Located 5 km (3 miles) from downtown Sucre, Bolivia is Cal Orko, an imposing limestone slab 1.5 km (0.9 miles) long and over 100 meters high (328 ft). On this steep face (inclination of 72 degrees), visitors can peer through time to when dinosaurs roamed the Earth over 68 million years ago.
At Cal Orko you will find 462 distinct dinosaur tracks from at least 8 different species, totaling an incredible 5,055 individual dinosaur footprints.
So how do thousands of dinosaur footprints come to be, on a seemingly vertical rock face hundreds of feet high, They can climb walls aswell?
“It was unique climate fluctuations that made the region a palaeontological honey pot. The creatures’ feet sank into the soft shoreline in warm damp weather, leaving marks that were solidified by later periods of drought. Wet weather then returned, sealing the prints below mud and sediment. The wet-dry pattern was repeated seven times, preserving multiple layers of prints. The cherry on the cake was added when tectonic activity pushed the flat ground up to a brilliant viewing angle – as if nature was aware of its tourism potential.”
Cal Orko is one of the few locations in the world where you will find a concentration of footprints from a variety of dinosaurs that lived at the end of the Cretaceous period. The sheer size, geological significance, biodiversity and social behaviour that can be studied here makes Cal Orko a special place.

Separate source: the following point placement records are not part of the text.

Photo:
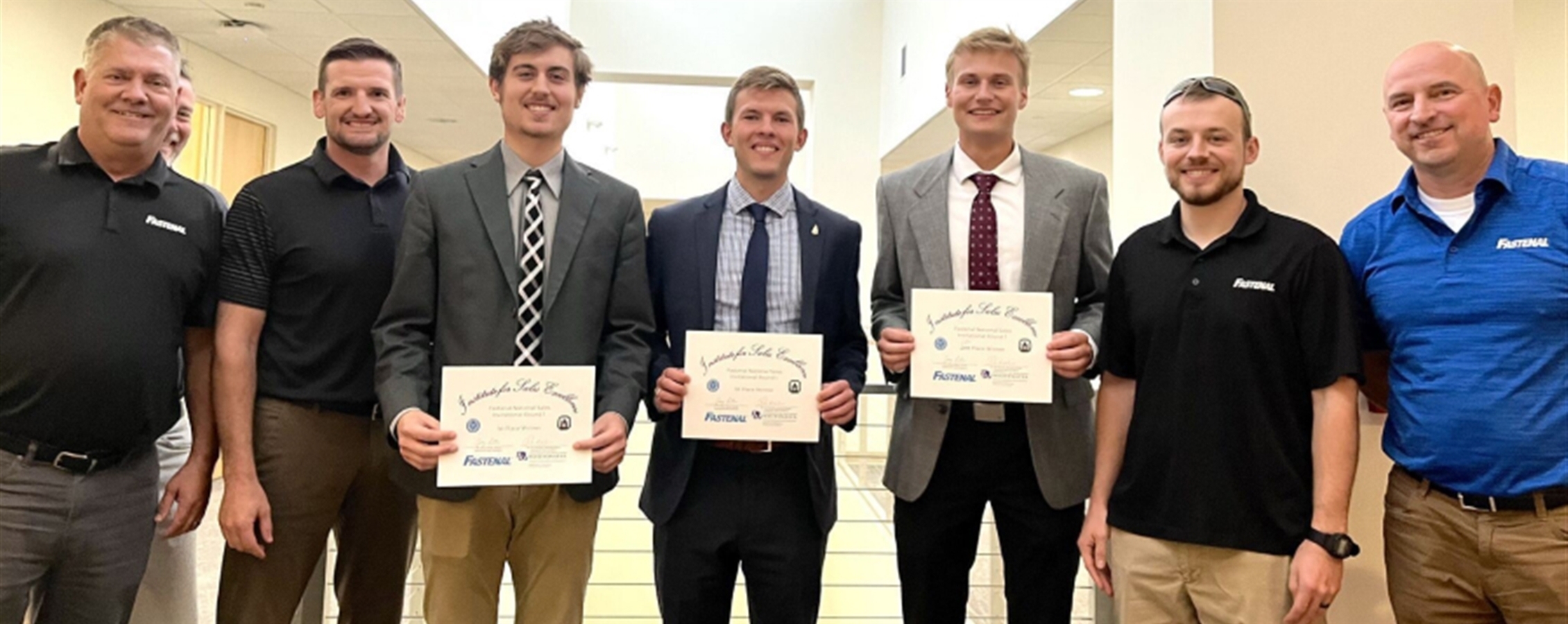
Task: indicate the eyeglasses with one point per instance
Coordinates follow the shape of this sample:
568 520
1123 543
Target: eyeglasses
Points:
1214 85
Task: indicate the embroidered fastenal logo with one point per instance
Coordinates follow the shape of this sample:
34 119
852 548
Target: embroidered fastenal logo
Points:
1252 284
1523 243
179 229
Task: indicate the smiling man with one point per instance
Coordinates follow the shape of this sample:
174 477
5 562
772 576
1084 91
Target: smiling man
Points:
306 262
515 256
755 256
1223 505
990 215
1465 277
109 267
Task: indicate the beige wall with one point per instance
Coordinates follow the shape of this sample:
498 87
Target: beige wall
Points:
1540 28
41 46
1313 74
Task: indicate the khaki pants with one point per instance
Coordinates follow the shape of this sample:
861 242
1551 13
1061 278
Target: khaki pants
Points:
538 530
1159 580
1452 565
323 472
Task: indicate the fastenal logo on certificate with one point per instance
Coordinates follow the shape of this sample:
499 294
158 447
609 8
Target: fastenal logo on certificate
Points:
979 345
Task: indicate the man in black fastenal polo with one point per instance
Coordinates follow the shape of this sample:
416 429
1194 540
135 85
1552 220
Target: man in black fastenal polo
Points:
1227 435
306 264
107 267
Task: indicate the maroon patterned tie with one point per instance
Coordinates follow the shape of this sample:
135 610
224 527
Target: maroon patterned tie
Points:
982 237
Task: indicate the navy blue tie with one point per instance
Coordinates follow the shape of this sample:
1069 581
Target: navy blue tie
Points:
755 278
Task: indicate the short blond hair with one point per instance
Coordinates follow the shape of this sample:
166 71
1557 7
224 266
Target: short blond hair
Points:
766 77
991 40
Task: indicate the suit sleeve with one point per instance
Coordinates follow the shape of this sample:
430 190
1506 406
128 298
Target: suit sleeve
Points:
659 339
849 356
628 323
405 330
1093 278
888 306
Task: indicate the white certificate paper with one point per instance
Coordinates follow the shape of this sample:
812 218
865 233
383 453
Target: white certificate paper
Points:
980 345
750 386
516 425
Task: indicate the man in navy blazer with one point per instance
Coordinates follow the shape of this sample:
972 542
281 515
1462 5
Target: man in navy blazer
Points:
719 505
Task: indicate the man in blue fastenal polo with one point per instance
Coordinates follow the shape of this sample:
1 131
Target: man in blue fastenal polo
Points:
1465 277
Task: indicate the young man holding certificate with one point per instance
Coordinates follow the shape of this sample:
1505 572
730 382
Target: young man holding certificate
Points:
742 465
520 256
990 217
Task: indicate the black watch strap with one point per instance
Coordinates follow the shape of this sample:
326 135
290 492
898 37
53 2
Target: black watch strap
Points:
1340 546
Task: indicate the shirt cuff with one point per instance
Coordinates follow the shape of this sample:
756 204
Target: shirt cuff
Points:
1093 349
393 425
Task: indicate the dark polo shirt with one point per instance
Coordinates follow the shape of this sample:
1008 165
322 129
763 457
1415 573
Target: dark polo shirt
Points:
98 283
1227 345
314 248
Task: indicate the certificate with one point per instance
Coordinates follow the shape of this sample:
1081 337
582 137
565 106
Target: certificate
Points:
753 386
980 345
516 425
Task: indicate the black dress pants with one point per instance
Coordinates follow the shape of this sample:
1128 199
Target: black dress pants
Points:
750 512
985 463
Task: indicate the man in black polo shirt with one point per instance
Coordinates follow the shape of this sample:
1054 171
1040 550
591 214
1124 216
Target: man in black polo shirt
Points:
306 264
1227 436
107 267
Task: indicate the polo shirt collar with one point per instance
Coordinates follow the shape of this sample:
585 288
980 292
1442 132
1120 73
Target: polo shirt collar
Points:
516 168
1252 221
71 153
1499 171
1010 170
330 171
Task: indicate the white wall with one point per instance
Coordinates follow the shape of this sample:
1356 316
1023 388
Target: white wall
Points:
1092 149
929 31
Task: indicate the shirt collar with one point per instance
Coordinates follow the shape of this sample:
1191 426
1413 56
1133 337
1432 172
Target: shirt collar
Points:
330 171
71 153
516 168
780 202
1010 170
1499 171
1252 221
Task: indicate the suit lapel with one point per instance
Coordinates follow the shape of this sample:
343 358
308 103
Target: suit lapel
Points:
1043 218
929 221
577 196
810 261
488 185
706 250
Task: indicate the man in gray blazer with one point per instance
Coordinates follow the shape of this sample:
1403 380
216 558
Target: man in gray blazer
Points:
515 256
990 215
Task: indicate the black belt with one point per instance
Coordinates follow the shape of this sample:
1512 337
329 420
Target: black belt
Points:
60 458
1553 497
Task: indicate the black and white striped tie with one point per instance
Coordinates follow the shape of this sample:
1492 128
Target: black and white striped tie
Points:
531 291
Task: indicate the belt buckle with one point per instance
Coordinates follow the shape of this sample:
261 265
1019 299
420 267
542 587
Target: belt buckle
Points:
69 455
1492 504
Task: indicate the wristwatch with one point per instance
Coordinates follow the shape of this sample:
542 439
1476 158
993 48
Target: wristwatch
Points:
1340 546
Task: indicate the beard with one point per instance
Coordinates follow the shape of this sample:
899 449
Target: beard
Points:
1195 196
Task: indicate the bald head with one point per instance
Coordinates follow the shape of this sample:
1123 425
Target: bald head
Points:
1456 60
1440 110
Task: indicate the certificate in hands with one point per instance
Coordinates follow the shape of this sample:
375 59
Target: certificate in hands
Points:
980 345
516 425
750 386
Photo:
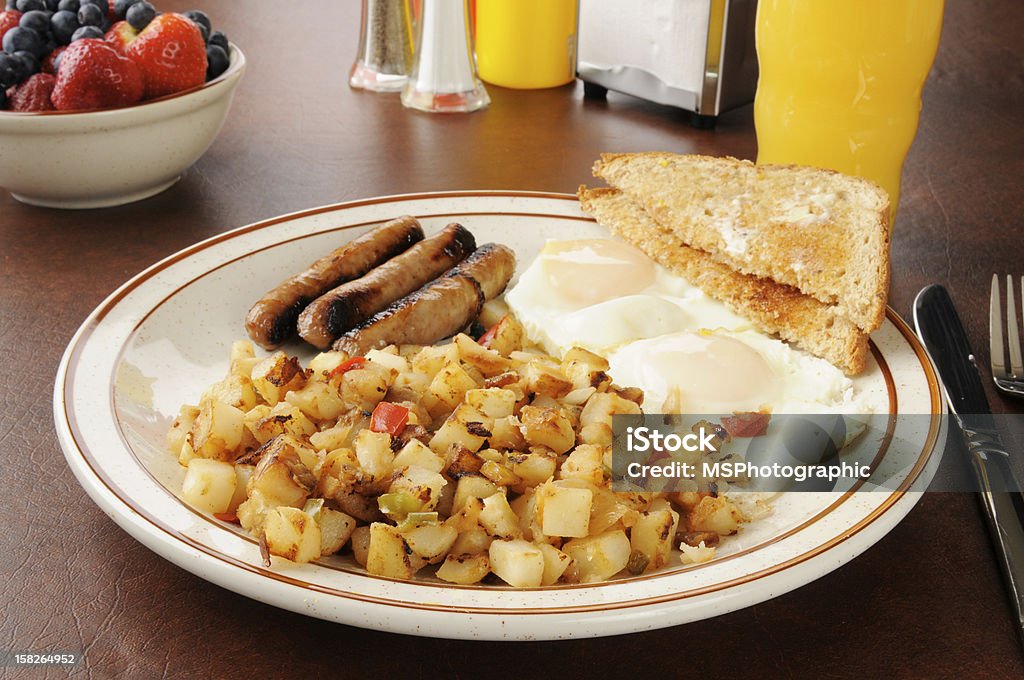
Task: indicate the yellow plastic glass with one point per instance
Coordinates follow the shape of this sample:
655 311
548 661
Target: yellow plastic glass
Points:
841 80
526 44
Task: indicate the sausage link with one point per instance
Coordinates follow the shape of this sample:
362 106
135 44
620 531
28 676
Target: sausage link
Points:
271 320
351 303
437 310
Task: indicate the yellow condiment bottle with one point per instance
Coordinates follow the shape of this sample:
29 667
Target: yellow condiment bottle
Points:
526 44
840 83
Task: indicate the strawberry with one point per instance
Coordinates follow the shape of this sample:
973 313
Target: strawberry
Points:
171 54
92 75
33 94
49 64
120 36
8 19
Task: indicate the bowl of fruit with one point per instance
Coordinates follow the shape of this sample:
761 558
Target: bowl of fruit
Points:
108 101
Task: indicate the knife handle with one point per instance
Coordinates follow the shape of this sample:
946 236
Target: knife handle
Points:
1005 515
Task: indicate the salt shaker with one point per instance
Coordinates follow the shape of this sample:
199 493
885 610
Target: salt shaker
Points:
385 55
443 77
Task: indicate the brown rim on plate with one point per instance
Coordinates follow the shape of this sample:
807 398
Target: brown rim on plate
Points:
68 395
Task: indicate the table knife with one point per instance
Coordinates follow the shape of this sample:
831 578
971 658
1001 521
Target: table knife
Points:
942 333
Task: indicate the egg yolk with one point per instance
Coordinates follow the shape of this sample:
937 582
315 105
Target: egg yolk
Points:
587 272
720 374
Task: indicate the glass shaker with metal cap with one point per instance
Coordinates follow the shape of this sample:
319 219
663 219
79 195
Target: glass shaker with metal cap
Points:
385 55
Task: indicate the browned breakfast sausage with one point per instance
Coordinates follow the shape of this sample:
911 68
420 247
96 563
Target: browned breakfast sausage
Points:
271 320
351 303
440 308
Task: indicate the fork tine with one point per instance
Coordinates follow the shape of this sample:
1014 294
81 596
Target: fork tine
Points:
1013 335
995 351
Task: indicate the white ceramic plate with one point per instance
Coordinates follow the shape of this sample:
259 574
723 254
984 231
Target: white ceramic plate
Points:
162 337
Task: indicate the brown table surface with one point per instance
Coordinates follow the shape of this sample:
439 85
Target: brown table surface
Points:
925 601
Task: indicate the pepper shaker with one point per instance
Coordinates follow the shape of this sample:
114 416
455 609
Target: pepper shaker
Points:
385 54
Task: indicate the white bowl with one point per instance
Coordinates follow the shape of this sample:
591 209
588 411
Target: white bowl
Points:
105 158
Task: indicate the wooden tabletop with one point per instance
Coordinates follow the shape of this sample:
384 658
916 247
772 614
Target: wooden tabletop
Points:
925 601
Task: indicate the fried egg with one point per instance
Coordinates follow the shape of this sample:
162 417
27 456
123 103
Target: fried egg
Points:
687 351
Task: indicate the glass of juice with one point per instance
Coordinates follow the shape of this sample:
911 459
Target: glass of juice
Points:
840 83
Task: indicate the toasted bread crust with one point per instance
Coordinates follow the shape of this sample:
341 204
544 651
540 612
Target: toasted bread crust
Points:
820 231
772 307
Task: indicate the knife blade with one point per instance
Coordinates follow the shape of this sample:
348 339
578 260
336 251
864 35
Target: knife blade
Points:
942 333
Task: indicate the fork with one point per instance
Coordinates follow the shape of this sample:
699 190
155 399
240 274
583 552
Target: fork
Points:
1009 381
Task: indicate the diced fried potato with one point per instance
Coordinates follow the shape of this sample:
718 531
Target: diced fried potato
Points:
209 484
547 427
487 362
292 534
595 421
388 554
715 514
332 437
278 375
472 485
599 557
178 432
652 535
543 378
555 563
506 433
323 364
418 454
389 359
456 431
587 463
464 569
493 402
236 390
317 400
431 542
360 545
517 562
499 473
425 485
563 510
217 430
508 336
498 519
472 542
266 423
450 385
374 453
281 476
365 388
536 467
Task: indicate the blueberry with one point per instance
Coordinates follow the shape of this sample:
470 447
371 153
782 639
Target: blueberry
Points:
102 4
30 65
64 25
220 40
37 19
216 61
121 7
19 38
90 15
201 17
87 32
10 68
139 14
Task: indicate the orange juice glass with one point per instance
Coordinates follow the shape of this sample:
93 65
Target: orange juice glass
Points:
841 80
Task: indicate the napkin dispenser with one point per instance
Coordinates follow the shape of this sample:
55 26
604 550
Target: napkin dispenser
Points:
694 54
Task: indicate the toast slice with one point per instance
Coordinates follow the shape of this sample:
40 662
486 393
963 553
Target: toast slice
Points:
820 231
770 306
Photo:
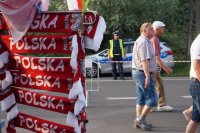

Take the trail of Johnny Walker for example. Johnny Walker was the name given to a baby Tyrannosaurus Rex whose 367 meter (~1200 ft) path can be traced and observed here.
Cal Orko is situated entirely within a limestone quarry owned by FANCESA, Bolivia’s National Cement Factory. Located in the ‘El Molino’ formation, the sight of heavy mining machinery set against a backdrop of 68 million-year-old dinosaur footprints creates an intriguing parallel.